Repowering of wind projects has emerged as a hot topic and potential value driver in the U.S. market, given the possibility of recapturing PTCs if the project owner has established a means of qualification, such as buying new turbine components. Full repowering entails complete replacement of all turbine components; effectively redesigning and constructing a new project on an existing site to leverage permits, land leases, and interconnection. Partial repowering refers to the replacement of certain turbine components (e.g. nacelle and rotor) and re-use of other existing components (e.g. foundation and tower). In both cases, the replacement turbines are often of higher rating, larger rotor diameter, and greater efficiency.

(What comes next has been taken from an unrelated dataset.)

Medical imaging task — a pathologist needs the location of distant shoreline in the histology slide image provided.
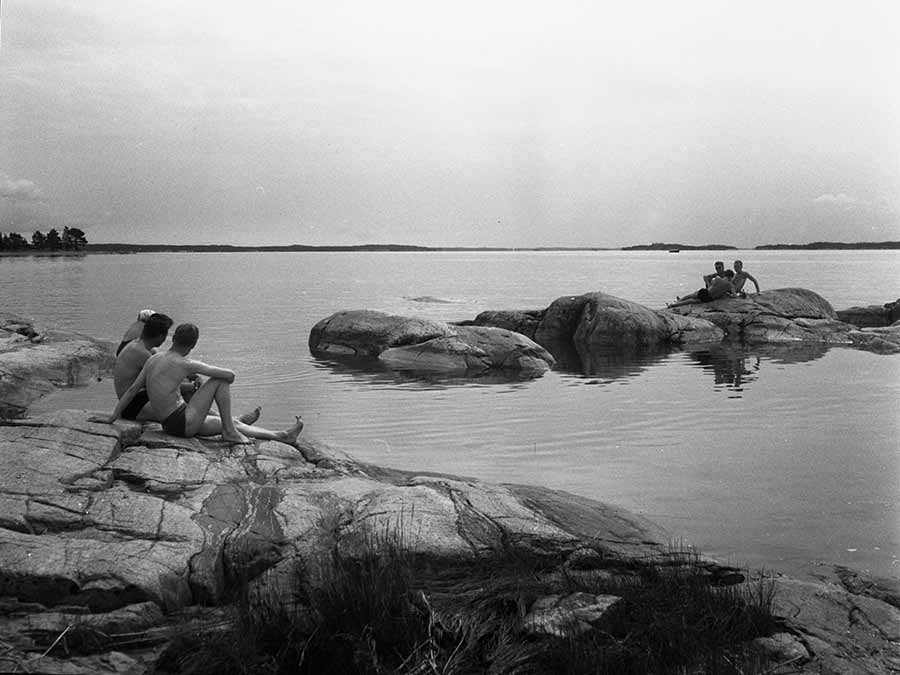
[0,241,900,257]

Partial repowering requires careful evaluation of reused components and foundations, since the same considerations as for extended life operation apply. Some turbine manufacturers offer warranty or certification of turbines in a repowered configuration. However, this is not universal, may be subject to contractual caveats, and does not address risk to turbine foundations. Therefore, the fatigue life should be evaluated based on the turbine and foundation designs and operational history, combined with the expected loading in the repowered configuration. Thanks to advances in blade construction and turbine control systems, in some cases loading in the repowered configuration—even with greater production—may decrease rather than increase, extending expected operating life. Finally, review of the operational history and turbine technology sheds light on the expected maintenance costs and informs decisions regarding O&M strategy to manage risk and optimize cash flows for a repowered project.
O&M costs: Reality Check
For an equity investor, O&M cost assumptions are a key driver for investment returns and must be considered when bidding wind and solar projects. Careful evaluation uncovers the risks of O&M cost increases, as well as potential upsides based on operational history or changes in operational strategy.

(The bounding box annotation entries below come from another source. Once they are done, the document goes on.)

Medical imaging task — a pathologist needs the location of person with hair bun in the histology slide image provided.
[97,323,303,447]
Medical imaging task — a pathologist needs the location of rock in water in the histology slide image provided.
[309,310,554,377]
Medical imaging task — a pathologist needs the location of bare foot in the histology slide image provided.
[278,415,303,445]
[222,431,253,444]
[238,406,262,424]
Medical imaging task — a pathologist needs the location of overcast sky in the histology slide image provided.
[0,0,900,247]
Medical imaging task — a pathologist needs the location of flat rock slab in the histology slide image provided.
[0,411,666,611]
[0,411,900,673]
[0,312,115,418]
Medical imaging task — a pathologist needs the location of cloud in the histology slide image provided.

Wind turbines, solar modules and trackers, inverters and other equipment will naturally require additional unscheduled maintenance and inspection as they age. Yet, many bidders assume flat-lined O&M costs in real dollars rather than increased costs over time. This may be appropriate in certain cases, where projects are covered by full-wrap, fixed-price, long-term O&M contracts with robust caps and minimal carve-outs. For many projects, however, it is an optimistic assumption.
Proper technical evaluation of O&M costs yields more accurate valuation of the assets. Understanding the failure rate distributions of individual wind turbine components and combining these with repair costs based on industry data provides intelligence on both the baseline cost estimates, as well as the expected range of such costs. Financial inputs for PV plants should appropriately consider inverter reserve timing and sizing, as well as module replacement plans, considering technology, operational history, and desired useful life. Finally, contractual strategy and terms weigh heavily on incurred O&M costs, and may offer opportunities to mitigate risk (e.g. reallocation of risk to an O&M provider), or reduce costs (e.g. transitioning to a self-perform arrangement).
Understanding realistic expectations for project O&M costs need not constrain a commercial bidding strategy. Rather, savvy bidders can use such intelligence to quantify their risks, evaluate realistic upside potential, and inform decisions about asset valuation for bid purposes commensurate with their risk tolerance.